2. Kurumsal Onay Süreci
Her sınav binasında görev alacak personel, bağlı oldukları kurum tarafından onaylanır. Bu genellikle Milli Eğitim Bakanlığı, Yükseköğretim Kurulu veya diğer kamu kurumlarındaki personellerdir. ÖSYM, görev dağılımını yaparken kurumun önerilerini, görevlinin deneyimini ve geçmiş sınav performanslarını dikkate alır.
Dolayısıyla yalnızca sisteme kayıt olmak değil, aynı zamanda kurum içindeki yöneticilerle iletişimde olmak da önemlidir. Kurum onayının ardından, görevlendirme bildirimi genellikle sınavdan 7-10 gün önce sistem üzerinden yapılır.
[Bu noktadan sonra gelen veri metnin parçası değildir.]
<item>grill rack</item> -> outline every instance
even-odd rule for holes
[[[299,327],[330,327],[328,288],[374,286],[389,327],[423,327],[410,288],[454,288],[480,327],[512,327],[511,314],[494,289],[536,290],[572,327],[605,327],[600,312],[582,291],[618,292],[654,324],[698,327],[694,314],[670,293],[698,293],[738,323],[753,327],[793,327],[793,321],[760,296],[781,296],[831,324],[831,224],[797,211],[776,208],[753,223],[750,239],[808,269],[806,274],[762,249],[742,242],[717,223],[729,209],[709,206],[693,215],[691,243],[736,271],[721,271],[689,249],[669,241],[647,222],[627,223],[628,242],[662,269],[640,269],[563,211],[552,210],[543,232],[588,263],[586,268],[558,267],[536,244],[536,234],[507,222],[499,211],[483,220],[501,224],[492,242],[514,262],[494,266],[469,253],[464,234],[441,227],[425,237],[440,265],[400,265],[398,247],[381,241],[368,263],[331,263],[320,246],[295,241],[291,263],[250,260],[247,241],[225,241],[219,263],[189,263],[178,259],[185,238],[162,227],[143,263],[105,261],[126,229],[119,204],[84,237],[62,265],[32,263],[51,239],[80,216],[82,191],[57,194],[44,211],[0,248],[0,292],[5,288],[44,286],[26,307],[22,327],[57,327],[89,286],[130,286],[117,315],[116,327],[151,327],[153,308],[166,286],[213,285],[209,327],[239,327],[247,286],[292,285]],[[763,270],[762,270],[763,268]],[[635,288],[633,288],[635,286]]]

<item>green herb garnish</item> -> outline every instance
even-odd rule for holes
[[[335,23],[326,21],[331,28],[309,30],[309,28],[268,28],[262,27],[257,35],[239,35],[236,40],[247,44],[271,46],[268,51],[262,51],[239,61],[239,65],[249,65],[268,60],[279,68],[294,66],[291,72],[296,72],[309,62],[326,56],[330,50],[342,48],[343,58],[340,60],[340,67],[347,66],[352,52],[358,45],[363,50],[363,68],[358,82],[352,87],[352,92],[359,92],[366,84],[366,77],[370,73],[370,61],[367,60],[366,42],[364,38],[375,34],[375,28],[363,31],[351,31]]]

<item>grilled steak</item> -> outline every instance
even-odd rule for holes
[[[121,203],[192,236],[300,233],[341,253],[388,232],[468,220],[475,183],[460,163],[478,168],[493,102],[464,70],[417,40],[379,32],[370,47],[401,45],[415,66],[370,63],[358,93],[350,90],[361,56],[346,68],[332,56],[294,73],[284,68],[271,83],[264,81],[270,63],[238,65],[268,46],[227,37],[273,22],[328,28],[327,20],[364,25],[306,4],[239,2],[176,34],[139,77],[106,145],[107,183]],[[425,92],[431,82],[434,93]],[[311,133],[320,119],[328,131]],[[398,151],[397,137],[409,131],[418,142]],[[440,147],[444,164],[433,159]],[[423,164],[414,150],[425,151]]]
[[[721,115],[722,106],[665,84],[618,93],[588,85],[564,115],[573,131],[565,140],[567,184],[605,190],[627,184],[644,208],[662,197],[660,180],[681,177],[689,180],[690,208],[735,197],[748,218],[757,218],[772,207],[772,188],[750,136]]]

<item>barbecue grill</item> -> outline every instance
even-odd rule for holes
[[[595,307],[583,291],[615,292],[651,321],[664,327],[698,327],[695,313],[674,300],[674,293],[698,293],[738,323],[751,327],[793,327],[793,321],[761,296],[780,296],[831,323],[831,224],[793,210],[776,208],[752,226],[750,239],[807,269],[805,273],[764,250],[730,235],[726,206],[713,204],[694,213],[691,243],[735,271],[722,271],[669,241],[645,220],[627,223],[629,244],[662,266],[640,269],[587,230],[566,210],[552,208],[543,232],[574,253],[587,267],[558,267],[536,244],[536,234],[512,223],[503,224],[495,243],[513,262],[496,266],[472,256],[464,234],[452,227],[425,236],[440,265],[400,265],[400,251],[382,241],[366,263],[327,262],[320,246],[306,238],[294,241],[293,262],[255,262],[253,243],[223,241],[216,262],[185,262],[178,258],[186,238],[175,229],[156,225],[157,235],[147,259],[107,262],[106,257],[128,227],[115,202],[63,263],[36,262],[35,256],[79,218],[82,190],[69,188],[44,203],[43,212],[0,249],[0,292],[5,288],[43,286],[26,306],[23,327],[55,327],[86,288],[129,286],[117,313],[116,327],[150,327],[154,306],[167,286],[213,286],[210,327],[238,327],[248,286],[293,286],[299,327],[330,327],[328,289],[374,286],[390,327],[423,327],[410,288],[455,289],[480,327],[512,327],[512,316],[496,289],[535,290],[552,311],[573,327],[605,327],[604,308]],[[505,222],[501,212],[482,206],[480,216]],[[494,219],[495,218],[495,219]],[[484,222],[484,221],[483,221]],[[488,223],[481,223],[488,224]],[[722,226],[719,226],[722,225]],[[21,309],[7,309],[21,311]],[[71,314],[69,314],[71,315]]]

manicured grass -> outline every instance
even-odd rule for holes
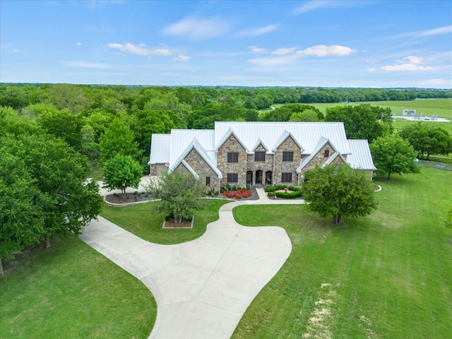
[[[450,338],[452,230],[438,208],[451,182],[428,168],[379,180],[379,209],[338,226],[306,206],[235,208],[242,224],[283,227],[292,251],[232,338]]]
[[[206,199],[206,208],[195,215],[193,229],[162,229],[164,215],[154,210],[158,202],[122,208],[105,206],[100,215],[148,242],[163,244],[180,244],[203,235],[207,225],[218,219],[220,207],[229,202],[221,199]]]
[[[138,279],[69,237],[7,261],[0,337],[146,338],[157,305]]]

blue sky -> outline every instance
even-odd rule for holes
[[[0,0],[0,81],[452,88],[452,1]]]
3. Görev Kabul ve Eğitim Süreci
Atama yapıldıktan sonra aday, GİS üzerinden görevi kabul etmelidir. Görevini kabul etmeyenler sınava katılamaz. ÖSYM, sınav güvenliğini sağlamak amacıyla görevlilere çevrim içi eğitim modülleri sunar. Bu eğitimlerde sınav salonunun hazırlanmasından tutanakların doldurulmasına kadar her detay anlatılır. Eğitimleri tamamlamak, görevin sorunsuz ilerlemesi için zorunludur.
Bir Toplumsal Güven Mekanizması Olarak Görevli Olmak
Bugün ÖSYM’nin yürüttüğü sınavlarda yüz binlerce görevli çalışıyor. Her biri, bireysel emeğini ulusal bir güven sistemine katkıya dönüştürüyor. Görevlilerin dikkat, sabır ve tarafsızlık ilkeleriyle hareket etmesi, milyonlarca öğrencinin geleceğine dokunan bir adalet duygusunu canlı tutuyor.
Bu yönüyle sınav görevliliği, sadece teknik bir görev değil; toplumsal bir sorumluluk ve modern Türkiye’nin eğitim tarihinin sürekliliğini temsil eden bir değerdir. Bir tarihçinin gözünden bakıldığında, ÖSYM görevliliği adaletin, eşitliğin ve bilginin sürekliliğini sağlayan modern bir “mülakat meclisi”dir.
Sonuç: Geçmişten Geleceğe Bir Sorumluluk Zinciri
ÖSYM sınavlarında görev almak, bireyin hem kendisine hem de topluma karşı sorumluluk bilincini yansıtır. Tarih boyunca bilgiye erişimin, fırsat eşitliğinin ve adaletin simgesi olan sınavlar, bugün hâlâ aynı amaca hizmet eder: liyakati korumak.
Bu yüzden her görevli, sadece bir sınav günü değil, bir tarih sayfası da yazmaktadır. Çünkü her dikkatli kontrol, her doğru uygulama, Türkiye’nin eğitim tarihine düşülen sessiz ama anlamlı bir nottur.